Traditional Transformers struggle to model dynamic long-range dependencies in temporal systems and fail to effectively regulate emergent coherence in complex systems. This work proposes a Dynamic Temporal Attention (DTA) mechanism, which for the first time integrates time-varying query, key, and value matrices into the Transformer architecture, enabling network components to interact with their own and neighboring units’ historical states. The approach reveals distinct regulatory roles of self-attention and neighborhood attention in modulating oscillatory coherence, achieves continual learning without catastrophic forgetting in Hopfield networks, and successfully governs social consensus behaviors. By doing so, it establishes a general paradigm for controlling coherence in complex dynamical systems.
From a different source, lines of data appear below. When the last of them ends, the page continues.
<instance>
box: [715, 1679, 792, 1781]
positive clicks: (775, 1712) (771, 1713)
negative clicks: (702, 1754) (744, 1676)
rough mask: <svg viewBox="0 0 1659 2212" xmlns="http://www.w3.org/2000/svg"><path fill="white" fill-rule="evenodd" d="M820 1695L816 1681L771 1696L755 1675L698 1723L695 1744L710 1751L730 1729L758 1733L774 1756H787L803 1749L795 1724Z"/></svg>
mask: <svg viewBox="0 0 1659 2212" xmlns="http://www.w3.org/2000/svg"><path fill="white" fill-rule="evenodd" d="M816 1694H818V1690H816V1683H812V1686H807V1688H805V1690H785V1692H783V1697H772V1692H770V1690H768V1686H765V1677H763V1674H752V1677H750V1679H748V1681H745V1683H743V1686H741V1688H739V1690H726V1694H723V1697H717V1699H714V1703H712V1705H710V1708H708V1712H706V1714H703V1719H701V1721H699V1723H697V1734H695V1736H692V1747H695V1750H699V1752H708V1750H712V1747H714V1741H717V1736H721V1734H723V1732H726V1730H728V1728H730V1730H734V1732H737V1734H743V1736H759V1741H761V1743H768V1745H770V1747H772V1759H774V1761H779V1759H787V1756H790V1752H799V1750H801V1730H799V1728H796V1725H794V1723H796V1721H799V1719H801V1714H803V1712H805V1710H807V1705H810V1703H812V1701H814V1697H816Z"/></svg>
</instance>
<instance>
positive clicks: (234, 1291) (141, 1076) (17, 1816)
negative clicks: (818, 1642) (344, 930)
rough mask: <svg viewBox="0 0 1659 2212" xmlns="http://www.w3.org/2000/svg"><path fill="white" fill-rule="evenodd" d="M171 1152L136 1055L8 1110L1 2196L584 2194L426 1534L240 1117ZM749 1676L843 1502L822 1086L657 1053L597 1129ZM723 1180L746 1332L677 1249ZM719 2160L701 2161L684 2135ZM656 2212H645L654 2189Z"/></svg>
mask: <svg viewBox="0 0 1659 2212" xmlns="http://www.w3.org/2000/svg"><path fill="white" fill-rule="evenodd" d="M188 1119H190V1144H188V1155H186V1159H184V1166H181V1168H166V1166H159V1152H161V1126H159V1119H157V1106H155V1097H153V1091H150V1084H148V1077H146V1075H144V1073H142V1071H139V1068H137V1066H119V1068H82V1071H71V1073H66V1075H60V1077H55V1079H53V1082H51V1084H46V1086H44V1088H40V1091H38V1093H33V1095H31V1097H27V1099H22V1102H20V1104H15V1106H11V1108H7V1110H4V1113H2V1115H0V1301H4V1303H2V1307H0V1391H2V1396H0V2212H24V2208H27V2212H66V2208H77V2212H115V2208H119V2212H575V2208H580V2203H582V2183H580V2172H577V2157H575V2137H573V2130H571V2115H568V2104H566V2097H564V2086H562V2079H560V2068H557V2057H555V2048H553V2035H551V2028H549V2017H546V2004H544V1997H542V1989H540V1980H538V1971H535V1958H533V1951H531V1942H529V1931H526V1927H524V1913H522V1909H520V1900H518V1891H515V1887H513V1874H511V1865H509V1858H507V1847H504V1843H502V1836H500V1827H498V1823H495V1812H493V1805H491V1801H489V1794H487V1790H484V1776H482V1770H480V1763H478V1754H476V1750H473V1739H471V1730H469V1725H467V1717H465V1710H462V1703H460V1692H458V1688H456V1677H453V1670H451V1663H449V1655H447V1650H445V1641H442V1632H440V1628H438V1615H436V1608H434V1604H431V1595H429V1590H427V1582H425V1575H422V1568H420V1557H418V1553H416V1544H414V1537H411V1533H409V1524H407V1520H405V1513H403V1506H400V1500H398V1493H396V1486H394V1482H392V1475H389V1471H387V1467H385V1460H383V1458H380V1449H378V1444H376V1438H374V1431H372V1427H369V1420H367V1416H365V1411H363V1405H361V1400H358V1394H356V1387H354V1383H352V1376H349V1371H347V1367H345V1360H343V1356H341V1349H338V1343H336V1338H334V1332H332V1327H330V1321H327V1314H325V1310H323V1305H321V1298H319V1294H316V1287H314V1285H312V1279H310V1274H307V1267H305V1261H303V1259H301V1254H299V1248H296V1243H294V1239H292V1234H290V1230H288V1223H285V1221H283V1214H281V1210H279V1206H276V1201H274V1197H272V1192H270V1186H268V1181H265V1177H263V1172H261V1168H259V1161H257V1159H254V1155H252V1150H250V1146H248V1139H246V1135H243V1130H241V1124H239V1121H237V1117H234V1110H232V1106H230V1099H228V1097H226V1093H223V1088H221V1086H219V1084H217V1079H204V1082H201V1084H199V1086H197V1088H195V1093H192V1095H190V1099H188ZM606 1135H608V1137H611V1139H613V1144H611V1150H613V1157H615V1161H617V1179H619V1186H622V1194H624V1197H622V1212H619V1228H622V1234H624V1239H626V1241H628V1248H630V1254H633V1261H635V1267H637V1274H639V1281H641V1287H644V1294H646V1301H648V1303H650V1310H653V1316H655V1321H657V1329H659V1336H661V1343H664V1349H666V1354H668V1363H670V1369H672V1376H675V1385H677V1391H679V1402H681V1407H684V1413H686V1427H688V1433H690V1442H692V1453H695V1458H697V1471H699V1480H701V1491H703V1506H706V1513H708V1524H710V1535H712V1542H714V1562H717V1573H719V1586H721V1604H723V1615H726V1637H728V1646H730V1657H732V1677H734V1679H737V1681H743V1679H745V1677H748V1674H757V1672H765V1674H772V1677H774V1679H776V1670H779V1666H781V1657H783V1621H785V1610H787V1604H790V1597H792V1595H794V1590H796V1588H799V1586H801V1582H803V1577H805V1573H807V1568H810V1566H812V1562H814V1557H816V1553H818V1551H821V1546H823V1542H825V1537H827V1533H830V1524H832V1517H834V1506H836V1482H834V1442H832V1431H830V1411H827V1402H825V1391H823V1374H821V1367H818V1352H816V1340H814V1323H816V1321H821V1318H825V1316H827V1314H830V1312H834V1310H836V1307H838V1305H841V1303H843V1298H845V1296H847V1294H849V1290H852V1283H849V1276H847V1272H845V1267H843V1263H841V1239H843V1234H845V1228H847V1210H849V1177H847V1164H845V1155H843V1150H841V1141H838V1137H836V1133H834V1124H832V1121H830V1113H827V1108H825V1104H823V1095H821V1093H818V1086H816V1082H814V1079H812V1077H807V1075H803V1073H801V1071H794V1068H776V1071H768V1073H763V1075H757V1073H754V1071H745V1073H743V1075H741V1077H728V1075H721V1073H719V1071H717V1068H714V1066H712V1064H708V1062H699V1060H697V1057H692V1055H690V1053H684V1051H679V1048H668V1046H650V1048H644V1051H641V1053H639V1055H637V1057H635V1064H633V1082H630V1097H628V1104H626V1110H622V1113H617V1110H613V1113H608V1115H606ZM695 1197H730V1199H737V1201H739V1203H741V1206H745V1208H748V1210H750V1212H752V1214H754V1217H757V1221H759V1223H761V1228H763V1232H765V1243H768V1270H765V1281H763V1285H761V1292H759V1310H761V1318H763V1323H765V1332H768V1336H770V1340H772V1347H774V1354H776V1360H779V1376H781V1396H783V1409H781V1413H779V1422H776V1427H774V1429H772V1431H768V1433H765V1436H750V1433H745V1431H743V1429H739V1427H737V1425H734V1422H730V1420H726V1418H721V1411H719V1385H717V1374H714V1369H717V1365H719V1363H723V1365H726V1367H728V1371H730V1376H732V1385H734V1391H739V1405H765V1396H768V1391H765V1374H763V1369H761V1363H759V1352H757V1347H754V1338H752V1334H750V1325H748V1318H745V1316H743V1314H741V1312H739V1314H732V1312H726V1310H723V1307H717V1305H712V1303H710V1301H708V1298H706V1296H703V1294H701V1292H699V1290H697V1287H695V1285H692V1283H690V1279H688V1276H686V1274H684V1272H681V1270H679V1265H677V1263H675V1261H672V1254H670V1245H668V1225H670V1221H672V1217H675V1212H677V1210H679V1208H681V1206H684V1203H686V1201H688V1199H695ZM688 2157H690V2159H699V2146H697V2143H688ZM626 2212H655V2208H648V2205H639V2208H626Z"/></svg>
The Transformer, a breakthrough architecture in artificial intelligence, owes its success to the attention mechanism, which utilizes long-range interactions in sequential data, enabling the emergent coherence between large language models (LLMs) and data distributions. However, temporal attention, that is, different forms of long-range interactions in temporal sequences, has rarely been explored in emergence phenomenon of complex systems including oscillatory coherence in quantum, biophysical, or climate systems. Here, by designing dynamical temporal attention (DTA) with time-varying query, key, and value matrices, we propose an Emergence Transformer. This architecture allows each component to interact with its own or its neighbors' past states through dynamical attention kernels, thereby enabling the promotion and/or suppression of the emergent coherence of components. Interestingly, we uncover that neighbor-DTA consistently promotes oscillatory coherence, whereas self-DTA exhibits an optimal attention weight for coherence enhancement, owing to its non-monotonic dependence on network structure. Practically, we demonstrate how DTA reshapes social coherence, suggesting strategies to either enhance agreement or preserve plurality. We further apply DTA to the paradigmatic Hopfield neural network, achieving emergent continual learning without catastrophic forgetting. Together, these results lay a foundation and provide an immediate paradigm for modulating emergence phenomenon in networked dynamics only using DTA.